Exactly how to set the batch size for a particular machine learning application is a multi-faceted problem. On one hand, increasing the batch size can make more efficient use of the parallel processes on the GPU, but on the other hand large batch sizes have been shown to adversely affect the convergence of the training and cause models to over-fit the training data. Typically the batch size is treated as a hyper-parameter than can be tuned using the validation data set.

A further consideration when you are using a large model on a GPU is whether there is enough memory available to fit both the model parameters and the training data into GPU memory. This is of particular importance if the size of an individual training sample itself is large, as it might be for image based machine learning model applications or those with thousands of features.

Common Errors

If you run into memory problems on a GPU, you will see an error that looks like this:

RuntimeError: CUDA out of memory.

Challenge

Take the final network from you run time tests (hidden_size=2000) and try using the whole training data set as a single batch. What happens?

Solution

The first step to this challenge is working out how many data samples are in the full training set:

print(len(train_loader.dataset))

You can then set this number as your batch size.

The solution to this challenge will depend on exactly what kind of GPU you’re running on. But in most cases you will run out of memory and see the error described above.

Monitoring memory usage

You may have noticed in the output from the challenges above that the error message associated with running out of memory typically includes some information like this:

RuntimeError: CUDA out of memory. Tried to allocate 8.74 GiB (GPU 0; 15.90 GiB total capacity; 8.84 GiB already allocated; 6.32 GiB free; 8.86 GiB reserved in total by PyTorch)

The allocation of memory on a GPU is not super simple. As well as the memory that is used to store tensor data, software applications will also typically reserve additional memory in a cache in order to speed up processing that requires access to memory. The way that the amount of reserved memory is decided depends on the software library itself.

In PyTorch it is possible to monitor the allocated memory for a particular GPU using:

a = torch.cuda.memory_allocated(0)

and to monitor the cached memory using:

c = torch.cuda.memory_reserved(0)

Memory usage in neural networks

The dataset we’re using to train the model in this example is pretty small in terms of volume, so small changes to a reasonable batch size (16, 32, 64 etc.) will not have a huge effect on the GPU memory usage in this case. However, we are using a fully-connected neural network which contains a large number of learnable parameters.

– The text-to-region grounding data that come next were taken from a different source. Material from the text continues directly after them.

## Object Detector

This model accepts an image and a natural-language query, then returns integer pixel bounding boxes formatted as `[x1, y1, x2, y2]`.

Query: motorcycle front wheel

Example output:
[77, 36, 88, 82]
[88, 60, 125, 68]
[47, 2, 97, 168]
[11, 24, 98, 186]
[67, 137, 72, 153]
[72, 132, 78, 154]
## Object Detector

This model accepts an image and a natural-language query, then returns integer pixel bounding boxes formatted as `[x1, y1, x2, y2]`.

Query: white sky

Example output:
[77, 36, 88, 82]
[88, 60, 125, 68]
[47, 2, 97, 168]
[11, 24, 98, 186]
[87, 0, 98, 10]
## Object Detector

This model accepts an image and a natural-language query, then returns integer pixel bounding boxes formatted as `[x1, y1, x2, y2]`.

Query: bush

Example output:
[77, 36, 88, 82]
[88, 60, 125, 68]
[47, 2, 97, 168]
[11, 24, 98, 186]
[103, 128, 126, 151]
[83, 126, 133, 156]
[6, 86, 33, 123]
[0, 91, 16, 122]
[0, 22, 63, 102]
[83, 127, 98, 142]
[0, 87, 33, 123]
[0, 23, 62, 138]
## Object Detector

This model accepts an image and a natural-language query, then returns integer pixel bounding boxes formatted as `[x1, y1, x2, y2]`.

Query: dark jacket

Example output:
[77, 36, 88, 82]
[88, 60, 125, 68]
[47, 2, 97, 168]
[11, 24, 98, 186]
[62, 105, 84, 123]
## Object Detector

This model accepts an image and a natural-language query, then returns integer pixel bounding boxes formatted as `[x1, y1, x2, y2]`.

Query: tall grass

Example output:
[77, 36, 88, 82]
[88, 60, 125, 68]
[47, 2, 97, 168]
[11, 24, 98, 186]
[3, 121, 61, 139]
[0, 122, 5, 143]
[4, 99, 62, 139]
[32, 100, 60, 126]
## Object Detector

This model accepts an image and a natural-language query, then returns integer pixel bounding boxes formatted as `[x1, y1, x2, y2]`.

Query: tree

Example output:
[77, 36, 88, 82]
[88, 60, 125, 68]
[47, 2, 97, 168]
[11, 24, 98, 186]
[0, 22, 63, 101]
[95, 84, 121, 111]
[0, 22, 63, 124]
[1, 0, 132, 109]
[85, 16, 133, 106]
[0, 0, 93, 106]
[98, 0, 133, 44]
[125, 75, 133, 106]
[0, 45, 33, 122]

The learnable parameters in a fully-connected layer - nn.Linear(m, n) in PyTorch - use O(nm) memory: that is to say, the memory requirements scale quadratically with the number of features.

Challenge

By adding additional layers, work out how deep you can make your network before running out of GPU memory when using a batch size of 32.

Solution

The solution to this challenge will depend on exactly what kind of GPU you’re running on. However, typically it will happen for a network with 5 hidden layers, each containing 5000 neurons.

Where can I get help if I have memory problems on the GPU?

For PyTorch there are some helpful FAQs available, which outline common coding issues that can cause memory not to be released efficiently. There is also a useful description of the routines available to monitor memory usage.

Key Points

• GPU memory is not the only consideration when setting the batch size.

• Memory limits will depend on both allocated and reserved memory.